Ich fand den letzten Satz absolut treffend. Es beschreibt recht gut das innere Erleben, das uns die Bücher bescheren... .

Viele sind durch und durch Leser und stellen im Laufe ihres Lebens beachtlich Bibliotheken zusammen. Sie sind passioniert und imstande, einen Haufen Geld für ein bestimmtes Buch auszugeben, um für Stunden darin zu versinken und nichts anderes zu tun, als es zu studieren und zu verstehen. (...)
Wer sich eine Bibliothek aufbaut, der baut sich ein ganzes Leben auf. Sie ist nämlich nie die Summe ihrer einzelnen Exemplare.
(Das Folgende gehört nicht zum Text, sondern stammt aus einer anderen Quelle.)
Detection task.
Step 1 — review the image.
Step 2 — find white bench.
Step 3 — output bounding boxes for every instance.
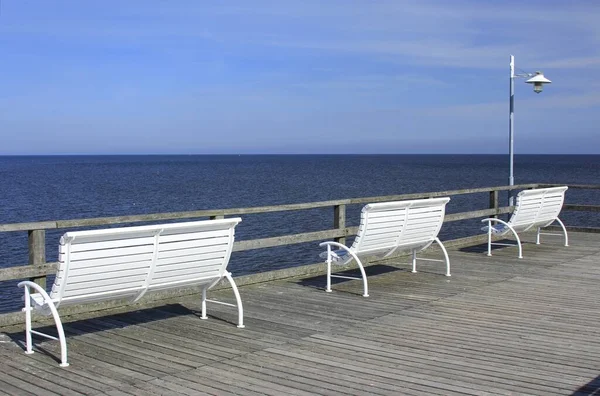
[481,186,569,258]
[319,197,450,297]
[18,218,244,367]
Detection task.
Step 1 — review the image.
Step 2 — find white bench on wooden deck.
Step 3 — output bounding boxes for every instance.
[19,218,244,367]
[481,186,569,258]
[319,197,450,297]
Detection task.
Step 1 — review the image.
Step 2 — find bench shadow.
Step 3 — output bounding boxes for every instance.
[4,304,237,363]
[571,375,600,396]
[295,264,407,290]
[458,239,533,253]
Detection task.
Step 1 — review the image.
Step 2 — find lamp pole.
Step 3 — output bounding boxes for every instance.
[508,55,515,206]
[508,55,552,206]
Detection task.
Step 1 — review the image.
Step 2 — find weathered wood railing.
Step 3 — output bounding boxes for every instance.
[0,184,600,324]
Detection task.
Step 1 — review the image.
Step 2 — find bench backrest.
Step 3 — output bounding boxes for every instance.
[50,218,241,306]
[508,186,568,232]
[350,197,450,256]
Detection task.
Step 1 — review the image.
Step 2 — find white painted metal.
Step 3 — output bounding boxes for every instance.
[18,218,244,367]
[481,186,569,258]
[319,197,450,297]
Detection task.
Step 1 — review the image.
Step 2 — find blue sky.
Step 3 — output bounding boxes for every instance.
[0,0,600,155]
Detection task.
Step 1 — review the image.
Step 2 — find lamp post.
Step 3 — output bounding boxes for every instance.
[508,55,552,206]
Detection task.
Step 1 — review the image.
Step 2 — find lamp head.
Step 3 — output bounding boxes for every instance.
[525,72,552,93]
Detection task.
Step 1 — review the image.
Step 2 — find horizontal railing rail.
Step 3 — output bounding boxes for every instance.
[0,184,600,322]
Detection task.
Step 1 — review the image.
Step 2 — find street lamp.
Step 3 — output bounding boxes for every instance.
[508,55,552,206]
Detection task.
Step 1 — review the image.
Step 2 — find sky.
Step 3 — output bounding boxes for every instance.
[0,0,600,155]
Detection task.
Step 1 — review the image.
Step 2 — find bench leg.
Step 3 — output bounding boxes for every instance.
[556,217,569,246]
[354,257,369,297]
[225,272,246,329]
[325,245,331,293]
[488,221,492,256]
[17,281,69,367]
[435,237,451,276]
[200,287,208,319]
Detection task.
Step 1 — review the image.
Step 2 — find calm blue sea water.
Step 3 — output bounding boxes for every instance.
[0,155,600,312]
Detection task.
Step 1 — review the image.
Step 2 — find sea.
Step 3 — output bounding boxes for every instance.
[0,155,600,312]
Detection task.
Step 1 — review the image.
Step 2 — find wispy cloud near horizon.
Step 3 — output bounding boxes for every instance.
[0,0,600,155]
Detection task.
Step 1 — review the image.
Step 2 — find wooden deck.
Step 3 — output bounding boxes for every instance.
[0,233,600,395]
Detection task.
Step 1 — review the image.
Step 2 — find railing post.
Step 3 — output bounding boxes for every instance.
[333,204,346,245]
[490,190,499,218]
[27,230,46,289]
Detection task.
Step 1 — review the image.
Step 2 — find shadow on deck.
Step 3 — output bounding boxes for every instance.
[0,233,600,395]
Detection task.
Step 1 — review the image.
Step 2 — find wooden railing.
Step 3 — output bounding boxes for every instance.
[0,184,600,324]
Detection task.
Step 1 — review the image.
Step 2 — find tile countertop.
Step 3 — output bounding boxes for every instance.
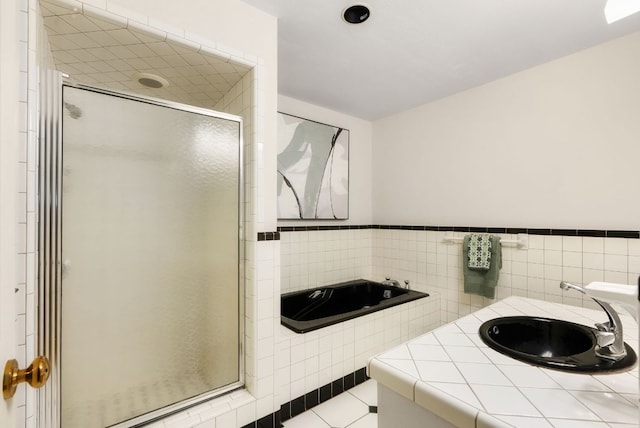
[368,297,639,428]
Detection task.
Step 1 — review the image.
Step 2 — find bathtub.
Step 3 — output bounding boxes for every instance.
[280,279,429,333]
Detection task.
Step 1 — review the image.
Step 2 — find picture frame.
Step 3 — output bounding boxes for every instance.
[277,112,349,220]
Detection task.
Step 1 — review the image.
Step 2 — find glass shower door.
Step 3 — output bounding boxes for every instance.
[60,86,241,428]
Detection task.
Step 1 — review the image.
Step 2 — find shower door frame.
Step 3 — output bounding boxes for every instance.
[37,77,245,428]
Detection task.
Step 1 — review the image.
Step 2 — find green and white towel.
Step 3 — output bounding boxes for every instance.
[468,233,493,270]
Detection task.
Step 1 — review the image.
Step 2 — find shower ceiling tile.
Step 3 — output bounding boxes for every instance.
[84,13,127,31]
[73,62,99,74]
[72,49,101,62]
[147,42,176,57]
[40,1,82,17]
[49,35,81,51]
[87,31,120,47]
[108,29,142,45]
[125,58,153,70]
[127,43,156,58]
[41,0,249,108]
[89,61,116,73]
[106,46,138,59]
[180,53,207,66]
[63,33,100,48]
[127,28,167,44]
[84,48,118,60]
[44,16,78,35]
[144,56,171,70]
[164,54,190,68]
[56,49,81,64]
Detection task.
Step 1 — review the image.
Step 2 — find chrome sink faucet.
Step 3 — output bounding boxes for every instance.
[560,281,627,361]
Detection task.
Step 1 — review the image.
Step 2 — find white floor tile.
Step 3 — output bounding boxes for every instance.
[347,413,378,428]
[348,379,378,406]
[311,393,369,427]
[283,411,330,428]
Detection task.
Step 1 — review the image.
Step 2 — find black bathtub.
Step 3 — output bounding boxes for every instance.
[280,279,429,333]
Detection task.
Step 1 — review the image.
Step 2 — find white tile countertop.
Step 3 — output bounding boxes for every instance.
[368,297,638,428]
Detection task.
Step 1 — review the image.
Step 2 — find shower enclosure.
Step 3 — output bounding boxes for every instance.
[40,78,243,428]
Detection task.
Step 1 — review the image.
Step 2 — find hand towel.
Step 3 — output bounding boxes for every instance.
[462,235,502,299]
[468,233,493,270]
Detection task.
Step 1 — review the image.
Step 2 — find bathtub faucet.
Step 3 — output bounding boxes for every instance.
[381,276,409,290]
[381,276,400,287]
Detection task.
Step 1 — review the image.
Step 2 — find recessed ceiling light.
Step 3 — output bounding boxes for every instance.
[342,4,371,24]
[133,73,169,89]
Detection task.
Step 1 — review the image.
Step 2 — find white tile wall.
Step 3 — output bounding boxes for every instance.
[281,229,640,334]
[373,230,640,323]
[280,229,376,293]
[276,294,440,404]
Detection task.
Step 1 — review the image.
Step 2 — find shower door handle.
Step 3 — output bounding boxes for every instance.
[2,356,51,400]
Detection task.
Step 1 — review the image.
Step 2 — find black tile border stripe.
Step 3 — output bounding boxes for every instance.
[272,224,640,241]
[242,367,370,428]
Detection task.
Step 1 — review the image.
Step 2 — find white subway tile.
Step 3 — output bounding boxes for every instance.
[582,237,605,254]
[604,254,628,272]
[604,238,628,256]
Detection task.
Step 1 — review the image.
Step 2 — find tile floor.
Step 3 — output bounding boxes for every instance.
[283,379,378,428]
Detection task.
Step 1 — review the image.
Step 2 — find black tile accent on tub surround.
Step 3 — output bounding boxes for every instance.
[276,224,640,240]
[278,367,369,428]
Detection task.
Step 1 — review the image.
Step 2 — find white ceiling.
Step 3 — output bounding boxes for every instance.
[243,0,640,120]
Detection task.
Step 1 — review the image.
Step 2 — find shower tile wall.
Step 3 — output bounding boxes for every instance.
[281,229,640,323]
[15,0,51,427]
[23,0,280,428]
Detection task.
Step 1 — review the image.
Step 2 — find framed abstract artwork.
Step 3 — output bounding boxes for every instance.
[278,113,349,220]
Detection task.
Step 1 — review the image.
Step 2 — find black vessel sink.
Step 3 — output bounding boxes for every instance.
[479,316,637,372]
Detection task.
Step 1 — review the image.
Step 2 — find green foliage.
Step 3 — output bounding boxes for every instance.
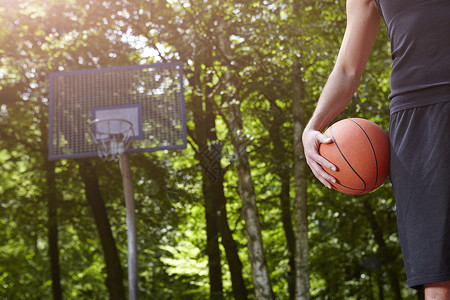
[0,0,420,299]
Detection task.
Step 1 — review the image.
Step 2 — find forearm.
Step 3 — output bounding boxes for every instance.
[306,67,359,132]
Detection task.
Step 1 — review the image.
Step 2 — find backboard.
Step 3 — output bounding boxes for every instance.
[49,62,187,160]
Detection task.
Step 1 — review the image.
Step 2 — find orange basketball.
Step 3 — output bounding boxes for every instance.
[319,118,389,195]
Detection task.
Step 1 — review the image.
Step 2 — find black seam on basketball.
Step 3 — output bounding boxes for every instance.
[330,126,367,191]
[333,182,373,194]
[350,119,378,190]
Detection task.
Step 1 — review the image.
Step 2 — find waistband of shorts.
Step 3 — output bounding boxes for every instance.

Eine Erzählfigur nennt sich Delgado, der es bedauert, nicht so viel Zeit zum lesen zu haben, er aber trotzdem seine freie Zeit nicht ungenutzt lässt:

 Ich arbeite nämlich von acht Uhr morgens bis fünf Uhr nachmittags in einer verantwortungsvollen Stellung und kann es kaum abwarten, anschließend hierher zukommen, in meine Höhle (…), um bis zehn Uhr selige Zeit zu verbringen.

So ähnlich sieht bei mir der Alltag auch aus. Auch ich freue mich auf den Abend, um mich in aller Stille zurückzuziehen, um mich literarisch zu vertiefen... . Schön dies auch von anderen zu lesen... . 

Die Hauptfigur in der Erzählung ist für mich Carlos Brauer. Ein absoluter Büchernarr, der es mit seinem Papierhaus ziemlich weit treibt. Darauf komme ich später zu sprechen. Bevor er sich ein Papierhaus gebaut hatte, lebte er in einer Wohnung, wo selbst das Badezimmer mit Büchern bestückt war und er sich angewöhnt hatte, kalt zu duschen, um keinen Wasserdampf zu provozieren... . Er gewöhnte sich an die kalten Duschen, zu allen Jahreszeiten, nicht nur im Sommer. Und er verschenkte sogar sein Auto, um die Garage auch noch als Bibliothek umzufunktionieren.

Er war ein heißhungriger Leser und verbrachte nicht bloß vier Uhr, sondern den größten Teil des Tages und die ganze Nacht mit seinen Büchern. Seine Exemplare waren immer hoffnungsvoll geschrieben.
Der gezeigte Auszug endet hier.